Subjects: asian studies, asian development, asian economics, development studies, asian development, development economics, economics and finance, asian economics, development economics, industrial organisation, institutional economics


More than 30 years have passed since China started its economic reform and open door policy, and it is now the factory of the world. Mobile phones made in China are presently in the hands of many African people; electric rickshaws and electric motorcycles with Chinese logos are operating in Bangladesh; in the United States and Japan, food and clothing made in China are purchased daily by consumers. With the world’s largest production capacities in several industries, China delivers inexpensive products throughout the world.

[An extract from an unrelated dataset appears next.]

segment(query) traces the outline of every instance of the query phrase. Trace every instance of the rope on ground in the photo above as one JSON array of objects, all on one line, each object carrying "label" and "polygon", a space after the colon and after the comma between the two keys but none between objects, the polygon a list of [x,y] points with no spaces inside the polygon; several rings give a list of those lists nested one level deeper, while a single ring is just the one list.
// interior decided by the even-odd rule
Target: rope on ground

This situation is the complete opposite of that 30 years ago when there were shortages of everything in China. What has enabled these drastic changes? Previous literature on the development processes of individual industries has shown that transfers of technology and management methods from abroad spurred the dynamic growth of industry in China. Because of this, some have argued that the experience of Chinese industry has followed a compressed process of industrialization, compared to the lengthier experience in developed economies elsewhere in the world, achieved by merely transferring technology into China. Therefore, the competitiveness and sustainability of Chinese industries are still inferior and are dependent on industries in developed economies. Nevertheless, Chinese firms have overwhelmed foreign brands, at least in terms of shares of the domestic market and in the array of products, such as color TVs, air conditioners, and other electronic goods. Despite this success in the domestic market, some still criticize local firms for their lack of capacity to develop new technology.